Recordando uma infância sem grandes alegrias e carinhos, comparável
com o vácuo existente dentro de uma cápsula vazia hermeticamente
fechada, onde era mal aceite o cultivo de amizades entre alguém diferente
dos que habitavam dentro de edifício exíguo, pobre, desprovido
das condições necessárias de higiene, que era a nossa casa,
quando, as possibilidades eram já bem visíveis.
Quem são os amigos dos nossos pais, que nós filhos os estimamos
como tal - ninguém.
Quem são os amigos dos nossos irmãos, que nós partilhamos
e temos prazer na sua existência - ninguém.
O que resta então desta falta total de criar e conviver com amigos, senão
um outro tipo de amigos que são os irmãos, que, vivem do mesmo
vácuo onde gera a hipocrisia transmitida desde a data de nascimento de
cada um.
Estranhamente e para gáudio de todos surgiu uma tábua de salvação
para cada qual, que é a sua própria família (restrita)

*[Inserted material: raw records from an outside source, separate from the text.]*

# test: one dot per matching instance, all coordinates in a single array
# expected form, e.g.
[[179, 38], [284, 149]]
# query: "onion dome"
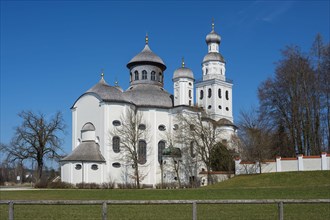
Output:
[[183, 72], [146, 56], [88, 127], [213, 37], [213, 56]]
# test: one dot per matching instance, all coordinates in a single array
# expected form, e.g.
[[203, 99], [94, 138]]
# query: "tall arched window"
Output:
[[209, 93], [201, 94], [144, 75], [142, 152], [136, 75], [153, 75], [161, 147], [160, 77], [192, 149], [116, 144]]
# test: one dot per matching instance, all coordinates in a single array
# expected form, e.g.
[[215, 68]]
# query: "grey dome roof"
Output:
[[213, 56], [149, 95], [147, 56], [183, 72], [107, 92], [88, 127], [213, 37], [86, 151]]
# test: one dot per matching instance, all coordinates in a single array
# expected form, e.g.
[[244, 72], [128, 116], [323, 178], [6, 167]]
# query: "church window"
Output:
[[116, 165], [116, 123], [161, 127], [144, 75], [161, 147], [192, 149], [142, 127], [116, 144], [209, 93], [94, 167], [136, 75], [78, 166], [153, 75], [160, 77], [142, 152]]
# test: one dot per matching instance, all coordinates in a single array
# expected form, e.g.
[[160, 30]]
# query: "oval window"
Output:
[[78, 166], [161, 127], [95, 167], [116, 165], [116, 123]]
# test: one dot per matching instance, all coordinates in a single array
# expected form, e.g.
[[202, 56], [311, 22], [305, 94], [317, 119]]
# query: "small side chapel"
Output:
[[95, 156]]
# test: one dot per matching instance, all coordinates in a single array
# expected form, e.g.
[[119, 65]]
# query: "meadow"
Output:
[[291, 185]]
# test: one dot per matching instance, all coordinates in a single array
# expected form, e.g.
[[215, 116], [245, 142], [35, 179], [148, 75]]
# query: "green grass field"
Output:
[[293, 185]]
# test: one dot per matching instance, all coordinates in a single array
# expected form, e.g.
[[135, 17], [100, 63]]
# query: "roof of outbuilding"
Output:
[[213, 56], [86, 151], [147, 56], [149, 95]]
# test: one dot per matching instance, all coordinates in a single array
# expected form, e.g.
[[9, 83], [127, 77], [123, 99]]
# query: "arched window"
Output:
[[153, 75], [142, 152], [144, 75], [116, 144], [160, 77], [136, 75], [201, 95], [161, 147], [192, 149]]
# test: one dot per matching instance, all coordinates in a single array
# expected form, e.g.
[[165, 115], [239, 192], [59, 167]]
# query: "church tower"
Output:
[[183, 83], [214, 91]]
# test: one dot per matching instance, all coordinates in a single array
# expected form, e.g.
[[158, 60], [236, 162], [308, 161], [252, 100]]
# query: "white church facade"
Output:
[[96, 155]]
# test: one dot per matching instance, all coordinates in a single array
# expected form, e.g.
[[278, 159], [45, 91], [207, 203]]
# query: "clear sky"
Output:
[[53, 51]]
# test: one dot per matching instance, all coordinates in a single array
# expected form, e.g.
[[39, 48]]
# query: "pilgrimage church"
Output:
[[97, 155]]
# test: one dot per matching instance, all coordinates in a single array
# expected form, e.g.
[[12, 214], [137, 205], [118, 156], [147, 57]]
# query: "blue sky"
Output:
[[53, 51]]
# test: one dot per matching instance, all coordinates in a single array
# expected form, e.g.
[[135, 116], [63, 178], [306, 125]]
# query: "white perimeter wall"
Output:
[[301, 163]]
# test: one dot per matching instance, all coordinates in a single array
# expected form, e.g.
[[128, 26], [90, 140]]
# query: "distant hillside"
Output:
[[278, 180]]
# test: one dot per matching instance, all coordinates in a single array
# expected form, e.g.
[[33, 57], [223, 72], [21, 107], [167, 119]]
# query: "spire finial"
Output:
[[102, 73], [147, 38]]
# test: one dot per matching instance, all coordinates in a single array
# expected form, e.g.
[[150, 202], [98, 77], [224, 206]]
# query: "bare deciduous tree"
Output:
[[36, 138], [203, 133], [134, 137], [296, 100]]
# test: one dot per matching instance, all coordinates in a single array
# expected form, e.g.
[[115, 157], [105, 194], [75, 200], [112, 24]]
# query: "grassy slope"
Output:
[[295, 185]]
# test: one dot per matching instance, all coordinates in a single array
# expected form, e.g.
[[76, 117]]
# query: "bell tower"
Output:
[[214, 91]]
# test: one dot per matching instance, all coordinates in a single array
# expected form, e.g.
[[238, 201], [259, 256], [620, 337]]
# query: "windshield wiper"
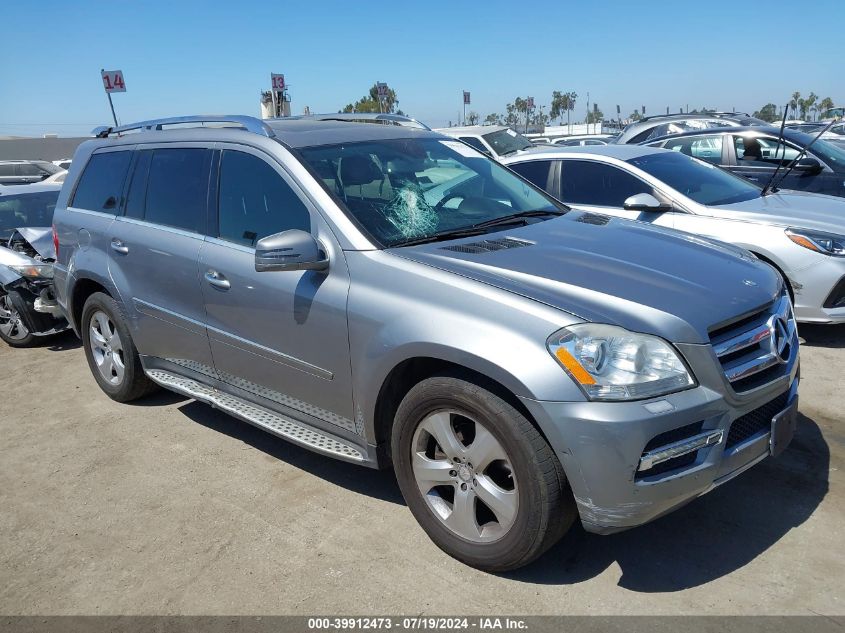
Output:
[[480, 228]]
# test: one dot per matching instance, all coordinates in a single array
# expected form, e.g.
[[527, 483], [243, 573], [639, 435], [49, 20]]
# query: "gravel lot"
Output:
[[169, 507]]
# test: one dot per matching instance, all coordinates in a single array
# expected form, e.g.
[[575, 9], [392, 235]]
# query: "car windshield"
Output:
[[702, 182], [26, 209], [405, 190], [506, 142]]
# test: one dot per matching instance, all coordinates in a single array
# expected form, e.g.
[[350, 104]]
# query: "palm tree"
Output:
[[796, 99]]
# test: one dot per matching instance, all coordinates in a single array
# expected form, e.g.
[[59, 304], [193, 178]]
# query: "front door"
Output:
[[281, 335]]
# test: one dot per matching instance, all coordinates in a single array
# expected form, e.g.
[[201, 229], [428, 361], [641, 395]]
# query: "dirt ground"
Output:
[[166, 506]]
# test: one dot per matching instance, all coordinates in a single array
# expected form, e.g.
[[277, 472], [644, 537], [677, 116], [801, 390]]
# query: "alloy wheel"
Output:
[[465, 476]]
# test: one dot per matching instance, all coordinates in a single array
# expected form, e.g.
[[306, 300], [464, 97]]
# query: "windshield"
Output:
[[407, 189], [702, 182], [27, 209], [506, 142]]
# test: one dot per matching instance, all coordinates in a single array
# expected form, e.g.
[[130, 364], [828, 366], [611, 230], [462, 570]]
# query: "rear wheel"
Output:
[[110, 352], [12, 328], [478, 476]]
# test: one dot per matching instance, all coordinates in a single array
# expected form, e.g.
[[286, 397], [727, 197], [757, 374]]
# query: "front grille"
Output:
[[756, 421], [836, 298], [670, 437], [756, 349]]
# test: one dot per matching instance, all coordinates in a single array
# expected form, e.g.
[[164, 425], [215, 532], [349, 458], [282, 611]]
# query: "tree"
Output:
[[370, 102], [596, 116], [796, 99], [768, 112], [825, 105]]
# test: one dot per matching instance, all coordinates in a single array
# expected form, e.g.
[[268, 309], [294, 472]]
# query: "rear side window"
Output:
[[587, 182], [255, 201], [535, 171], [101, 184], [177, 188]]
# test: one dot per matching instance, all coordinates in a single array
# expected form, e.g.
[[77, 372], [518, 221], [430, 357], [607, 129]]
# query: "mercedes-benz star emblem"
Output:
[[779, 338]]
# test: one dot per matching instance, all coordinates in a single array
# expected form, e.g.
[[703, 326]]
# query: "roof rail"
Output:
[[249, 123], [360, 117], [715, 115]]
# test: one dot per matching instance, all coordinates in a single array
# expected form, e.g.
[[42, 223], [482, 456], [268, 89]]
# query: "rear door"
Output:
[[154, 249]]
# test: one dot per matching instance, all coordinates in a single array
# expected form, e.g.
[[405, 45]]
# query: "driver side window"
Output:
[[255, 201], [592, 183]]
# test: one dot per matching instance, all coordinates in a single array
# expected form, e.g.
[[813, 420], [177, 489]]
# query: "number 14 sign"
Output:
[[113, 81]]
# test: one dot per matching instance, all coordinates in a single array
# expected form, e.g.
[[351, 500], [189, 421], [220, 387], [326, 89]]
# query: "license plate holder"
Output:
[[783, 428]]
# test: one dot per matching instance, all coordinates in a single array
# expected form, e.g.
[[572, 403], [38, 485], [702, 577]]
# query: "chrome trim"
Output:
[[249, 123], [678, 449]]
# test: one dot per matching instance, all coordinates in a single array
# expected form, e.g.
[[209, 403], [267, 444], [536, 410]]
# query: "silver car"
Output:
[[390, 297], [801, 234]]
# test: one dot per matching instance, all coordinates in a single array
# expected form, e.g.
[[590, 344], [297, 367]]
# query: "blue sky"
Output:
[[184, 56]]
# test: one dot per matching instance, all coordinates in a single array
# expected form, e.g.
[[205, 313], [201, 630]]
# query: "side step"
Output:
[[265, 419]]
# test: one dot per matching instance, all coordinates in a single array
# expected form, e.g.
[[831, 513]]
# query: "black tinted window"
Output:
[[101, 184], [603, 185], [255, 201], [177, 188], [535, 171]]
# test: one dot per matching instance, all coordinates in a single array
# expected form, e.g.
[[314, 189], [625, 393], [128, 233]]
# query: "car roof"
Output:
[[34, 188], [745, 130], [471, 129], [619, 152]]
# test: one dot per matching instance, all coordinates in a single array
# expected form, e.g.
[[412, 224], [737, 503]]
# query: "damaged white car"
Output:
[[28, 308]]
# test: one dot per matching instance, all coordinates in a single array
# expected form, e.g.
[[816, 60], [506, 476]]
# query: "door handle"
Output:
[[217, 280], [119, 247]]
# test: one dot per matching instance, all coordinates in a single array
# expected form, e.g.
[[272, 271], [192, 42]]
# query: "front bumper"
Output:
[[601, 444]]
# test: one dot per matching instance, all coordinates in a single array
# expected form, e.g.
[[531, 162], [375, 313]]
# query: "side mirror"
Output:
[[289, 250], [808, 165], [645, 202]]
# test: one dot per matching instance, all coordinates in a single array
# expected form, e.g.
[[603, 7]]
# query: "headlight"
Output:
[[825, 243], [36, 271], [611, 363]]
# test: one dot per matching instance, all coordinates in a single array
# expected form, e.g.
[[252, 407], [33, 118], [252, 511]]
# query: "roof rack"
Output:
[[361, 117], [250, 124], [715, 115]]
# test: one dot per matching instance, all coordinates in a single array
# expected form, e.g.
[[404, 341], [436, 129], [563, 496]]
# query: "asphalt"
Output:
[[166, 506]]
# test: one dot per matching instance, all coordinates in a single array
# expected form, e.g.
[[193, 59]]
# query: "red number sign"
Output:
[[113, 81]]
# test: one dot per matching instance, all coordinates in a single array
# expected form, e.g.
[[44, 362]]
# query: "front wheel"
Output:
[[110, 351], [478, 476]]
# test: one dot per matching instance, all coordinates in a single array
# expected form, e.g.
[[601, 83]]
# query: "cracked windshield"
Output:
[[409, 190]]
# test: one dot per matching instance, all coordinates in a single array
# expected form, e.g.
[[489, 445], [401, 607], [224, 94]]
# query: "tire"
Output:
[[110, 351], [12, 328], [532, 505]]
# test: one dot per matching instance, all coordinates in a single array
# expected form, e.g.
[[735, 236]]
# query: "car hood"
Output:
[[789, 208], [609, 270]]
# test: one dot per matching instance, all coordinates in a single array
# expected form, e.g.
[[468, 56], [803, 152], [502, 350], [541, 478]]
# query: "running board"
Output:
[[264, 419]]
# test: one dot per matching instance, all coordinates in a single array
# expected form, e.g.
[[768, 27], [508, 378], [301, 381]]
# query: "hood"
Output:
[[789, 208], [609, 270], [40, 238]]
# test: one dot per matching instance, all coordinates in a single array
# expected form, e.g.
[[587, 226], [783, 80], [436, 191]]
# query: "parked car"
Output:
[[389, 296], [800, 234], [755, 153], [24, 172], [494, 140], [653, 127], [28, 308]]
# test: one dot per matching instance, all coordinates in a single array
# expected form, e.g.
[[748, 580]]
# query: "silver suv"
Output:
[[390, 297]]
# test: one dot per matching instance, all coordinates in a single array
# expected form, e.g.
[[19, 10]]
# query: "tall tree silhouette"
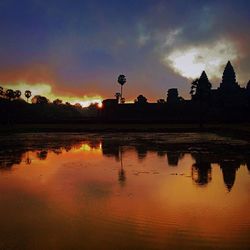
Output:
[[10, 94], [17, 93], [1, 91], [121, 80], [27, 94], [201, 94]]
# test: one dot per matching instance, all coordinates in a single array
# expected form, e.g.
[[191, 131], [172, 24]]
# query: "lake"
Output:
[[124, 191]]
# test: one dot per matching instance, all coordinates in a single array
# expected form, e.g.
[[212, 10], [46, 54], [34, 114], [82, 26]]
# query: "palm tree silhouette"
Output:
[[27, 94], [17, 93], [1, 91], [121, 80], [10, 94]]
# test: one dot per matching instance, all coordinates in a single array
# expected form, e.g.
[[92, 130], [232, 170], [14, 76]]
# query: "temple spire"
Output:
[[229, 78]]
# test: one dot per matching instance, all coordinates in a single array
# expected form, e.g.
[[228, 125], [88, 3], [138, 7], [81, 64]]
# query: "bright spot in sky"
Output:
[[190, 62], [45, 89]]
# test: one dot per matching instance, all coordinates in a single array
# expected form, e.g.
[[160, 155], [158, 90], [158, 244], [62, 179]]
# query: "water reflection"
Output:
[[99, 192], [201, 169]]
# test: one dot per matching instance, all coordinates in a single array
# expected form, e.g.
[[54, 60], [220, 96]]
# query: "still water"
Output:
[[124, 191]]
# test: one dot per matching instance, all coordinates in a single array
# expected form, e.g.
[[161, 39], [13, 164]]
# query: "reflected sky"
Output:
[[91, 192]]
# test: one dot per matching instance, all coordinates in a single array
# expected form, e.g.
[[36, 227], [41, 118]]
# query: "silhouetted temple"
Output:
[[229, 102]]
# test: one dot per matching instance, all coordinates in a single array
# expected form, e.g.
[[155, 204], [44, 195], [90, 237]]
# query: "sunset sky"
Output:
[[75, 50]]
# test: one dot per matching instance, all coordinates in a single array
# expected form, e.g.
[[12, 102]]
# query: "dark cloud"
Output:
[[88, 43]]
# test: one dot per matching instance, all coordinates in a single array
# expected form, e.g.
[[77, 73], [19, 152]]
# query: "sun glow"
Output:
[[190, 62], [45, 89]]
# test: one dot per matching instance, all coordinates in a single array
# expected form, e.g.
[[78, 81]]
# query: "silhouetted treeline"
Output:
[[228, 103], [17, 110]]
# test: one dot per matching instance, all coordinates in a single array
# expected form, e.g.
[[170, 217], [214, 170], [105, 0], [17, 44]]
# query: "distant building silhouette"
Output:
[[229, 102]]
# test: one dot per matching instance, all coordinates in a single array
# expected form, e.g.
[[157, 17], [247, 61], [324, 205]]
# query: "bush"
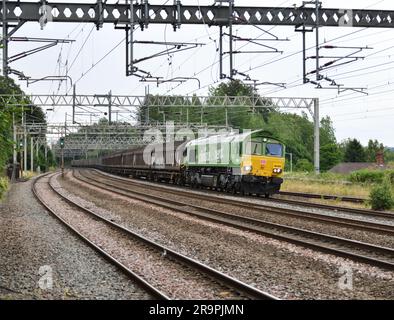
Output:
[[304, 165], [367, 176], [4, 184], [381, 196]]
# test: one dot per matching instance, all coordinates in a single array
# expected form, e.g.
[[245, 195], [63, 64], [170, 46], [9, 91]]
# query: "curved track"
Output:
[[243, 289], [337, 220], [322, 196], [355, 250]]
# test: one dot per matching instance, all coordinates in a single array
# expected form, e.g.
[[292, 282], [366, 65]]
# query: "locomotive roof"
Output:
[[227, 138]]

- esposa, marido e filhos, onde, cultivamos a antítese do vácuo
e o desculpamos.
Logo, o perdão não carece de expressão, ele, vive permanente
naquele limbo que é o vácuo, e, senão raramente afecta
simplesmente o umbigo de cada um.
Existe um poema de Alberto Caeiro que define todo o dédalo deste "género"
de sentimento que passo a citar:
"... Aceito por personalidade.
Nasci sujeito com os outros a erros e a defeitos,
Mas nunca ao erro de querer compreender demais,
Nunca ao erro de querer compreender só com inteligência,
Nunca ao defeito de exigir do Mundo
Que fosse qualquer coisa que não fosse o Mundo."